How to deal with duplicates in Mageck through Galaxy?
Would you be able to explain what is going on a bit more? Maybe with a shared history as an example, and screenshots? Thanks!
Thanks
I will have 2 fastq files corresponding to a duplicate of a same experiment setting. How “to say” to Mgeck to consider these 2 files as duplicate?
Thanks for clarifying.
From the MAGeCK wiki: How to specify the technical replicates (“duplicates”). → MAGeCK / Wiki / QA
To pool the reads in Galaxy, combine the fastq files before the counting step.
Quoted note from our tutorial here → Hands-on: CRISPR screen analysis / CRISPR screen analysis / Genome Annotation
Comment: Replicates
If we have biological and/or technical replicates we can handle them in a similar way to that described on the MAGeCK website. For biological replicates, we input them in MAGeCK test Treated Sample Labels/Control Sample Labels fields separated by a comma. For technical replicates, we could combine the fastqs for each sample/biological replicate, for example with the Concatenate datasets tool, before running MAGeCK count.
Thanks for explaining more, and hope this helps!
Thanks Jenni,
Although it seems quite easy to concatenate fq files for technical replicates things are not so evident for biological replicates:
For biological replicates, treat them as separate samples and use them together when doing the comparison; so MAGeCK can analyze the variance of these samples. For example in the test command, “-t sample1_bio_replicate1,sample1_bio_replicate2 -c sample2_bio_replicate1,sample2_bio_replicate2” compares 2 samples (with 2 biological replicates in each sample)
I don’t see where the -t option applies on the galaxy version of Mageck-test on MainGalaxy (https://usegalaxy.org/).
I do find the instruction on Galaxy Europe (https://usegalaxy.eu/) though:
If sample label is provided, the labels must match the labels in the first line of the count table, separated by comma (,); for example, HL60.final,KBM7.final. For sample index, 0,2 means the 1st and 3rd samples are treatment experiments. See Help below for a detailed description. (–treatment-id)
I should be fine
perhaps you could add that sentence in main Galaxy?
Thanks++ again
Best
Thanks for clarifying more! I thought the confusion was for technical replicates. Whoops! Yes, biological replicates are input as separate fastq files.
-
The sample sheet (count file) uses sample names that can be automatically interpreted from the file names (or better, element identifiers from a collection of inputs) or you can rename these on the MAGeCK count tool form.
-
Then for the MAGeCK test runs, you can reference these sample identifiers by name or position.
-
The test can happen a few ways, too. You can limit by the samples included, but you can also change how the counts are generated, output extra statistic files, limit by the first 1 million reads per sample, and such. (see the Output/Advanced Options)

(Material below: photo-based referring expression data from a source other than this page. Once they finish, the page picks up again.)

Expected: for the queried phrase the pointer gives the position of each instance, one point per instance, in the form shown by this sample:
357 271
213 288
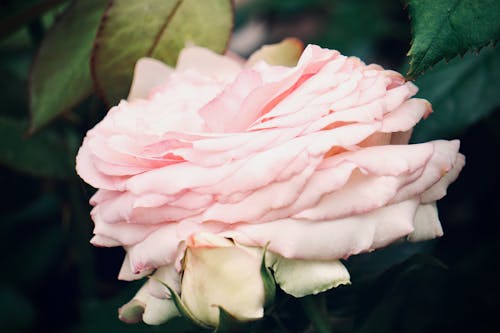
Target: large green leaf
155 28
445 28
60 77
42 154
461 92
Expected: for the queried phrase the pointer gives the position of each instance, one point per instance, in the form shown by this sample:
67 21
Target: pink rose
313 160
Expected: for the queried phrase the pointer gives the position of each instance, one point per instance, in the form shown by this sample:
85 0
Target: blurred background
53 280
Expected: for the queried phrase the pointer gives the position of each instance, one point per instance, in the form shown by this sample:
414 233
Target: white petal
168 275
156 311
427 225
148 74
228 277
126 273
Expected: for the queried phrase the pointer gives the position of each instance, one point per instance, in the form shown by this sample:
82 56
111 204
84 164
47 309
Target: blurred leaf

This might be confusing since the servers have different versions of the tool forms loaded up. These synch about once a week, and there are sometimes reasons to have these not synched. I think this is all fine right now.
But I’m wondering if you spotted something else we need to report. When I reviewed, it looks like current forms both include this option to clarify the treatment groups per run. What am I missing? The ORG server has a newer version of the form, and if a mistake was made by omitted something important, we can get that corrected! Maybe share a screenshot back to help me to see it?
Xref MAFeCk change log
This is what I was reviewing.
Count
Test
Thanks and I’m glad you have this working! We appreciate the feedback from everyone using these!